NSF Funding for Philosophy of Science Project

I’m delighted to announce that the National Science Foundation has funded my project Investigating the Philosophical Commitments of University Scientists across Disciplines. I am the Primary Investigator (PI) for the project and am thrilled to collaborate with Aaron McCright (Michigan State), Chad Gonnerman (Southern Indiana), Troy Hall (Oregon State), and Michael O’Rourke (Michigan State). It’s a three-year project funded at $572,712.65 between the universities (about $90K to my university). By the end of the project, I expect we’ll have one of the coolest data sets in philosophy of science with insight into the philosophical views of thousands of scientists across a wide range of disciplines.

ABSTRACT

This award supports a collaborative research project at the interface of philosophy of science and social studies of science. Researchers in philosophy of science, sociology, and anthropology will conduct an empirical study of the philosophical commitments of scientists across a broad range of scientific disciplines. It is often thought that these commitments are shared within each scientific discipline, that they differ considerably between scientific disciplines, and that these differences pose a serious challenge to engaging in effective cross-disciplinary research. This project will be the first study of philosophical commitments to be conducted with a large representative sample of scientists across many disciplines. The study has two fundamental goals: to achieve an analytical depth of understanding of how the philosophical commitments of scientists influence their scientific practices and to achieve a deeper understanding of the extent to which prior cross-disciplinary experiences of scientists shape their philosophical commitments. Beyond enhancing the efficacy of cross-disciplinary research, this project will serve to enhance public literacy of science by providing insights for revising the tools that experts in public understanding of science use to investigate how the views of non-scientists about science or scientific thinking relate to their views on social issues.

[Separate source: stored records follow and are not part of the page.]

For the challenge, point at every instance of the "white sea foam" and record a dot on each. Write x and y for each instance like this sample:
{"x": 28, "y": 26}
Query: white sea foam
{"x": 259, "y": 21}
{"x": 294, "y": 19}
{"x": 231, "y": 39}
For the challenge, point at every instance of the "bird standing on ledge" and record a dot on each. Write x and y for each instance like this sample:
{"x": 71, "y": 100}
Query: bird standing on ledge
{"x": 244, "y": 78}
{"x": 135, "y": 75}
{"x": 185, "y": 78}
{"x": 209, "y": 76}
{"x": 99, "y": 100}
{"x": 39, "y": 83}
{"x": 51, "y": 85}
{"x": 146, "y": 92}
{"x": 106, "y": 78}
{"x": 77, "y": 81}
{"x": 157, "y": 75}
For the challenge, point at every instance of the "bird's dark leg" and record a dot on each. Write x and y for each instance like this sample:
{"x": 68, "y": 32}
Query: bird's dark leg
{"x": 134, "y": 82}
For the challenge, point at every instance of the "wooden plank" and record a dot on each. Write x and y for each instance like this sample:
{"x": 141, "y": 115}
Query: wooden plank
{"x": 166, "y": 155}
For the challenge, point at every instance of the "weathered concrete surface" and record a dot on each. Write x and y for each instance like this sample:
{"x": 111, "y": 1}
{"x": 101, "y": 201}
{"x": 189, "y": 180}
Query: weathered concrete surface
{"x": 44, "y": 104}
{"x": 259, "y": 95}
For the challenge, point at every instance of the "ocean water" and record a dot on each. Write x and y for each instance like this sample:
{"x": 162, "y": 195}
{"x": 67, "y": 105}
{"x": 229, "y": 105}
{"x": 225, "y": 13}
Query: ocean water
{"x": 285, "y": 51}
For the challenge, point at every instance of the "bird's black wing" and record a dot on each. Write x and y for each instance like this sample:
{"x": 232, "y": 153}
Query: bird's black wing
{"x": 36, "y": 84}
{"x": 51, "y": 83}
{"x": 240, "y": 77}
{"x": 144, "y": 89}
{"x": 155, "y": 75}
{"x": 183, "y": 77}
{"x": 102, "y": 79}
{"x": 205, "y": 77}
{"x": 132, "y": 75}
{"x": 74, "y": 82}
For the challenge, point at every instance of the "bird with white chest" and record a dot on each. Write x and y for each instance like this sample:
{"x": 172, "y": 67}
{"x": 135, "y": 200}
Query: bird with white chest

Philosophical commitments refer to how scientists conceptualize the world and its scientific study, framing how scientists understand and conduct their research. These philosophical commitments have three dimensions: what methods are effective in acquiring knowledge (epistemology), what categories are fundamental (ontology), and what social values are important (axiology). The project will begin by interviewing approximately 50 scientists to determine their philosophical commitments and how they manifest in their scientific practice. The interviews will facilitate the development of survey instruments that are to be used on a much larger scale to measure the philosophical commitments of scientists. These instruments will then be used to survey a national sample of approximately 3,500 US scientists from a wide range of scientific disciplines. The survey data will then be analyzed to test the hypotheses that philosophical commitments align with scientific disciplines and that such philosophical commitments vary when scientists have had prior cross-disciplinary research experience. The measurement instruments to be developed in this project will be generalizable; they can subsequently be used by others to investigate philosophical dimensions of scientific practice both within and outside of STEM fields, to inform science education, and efforts to facilitate cross-disciplinary research.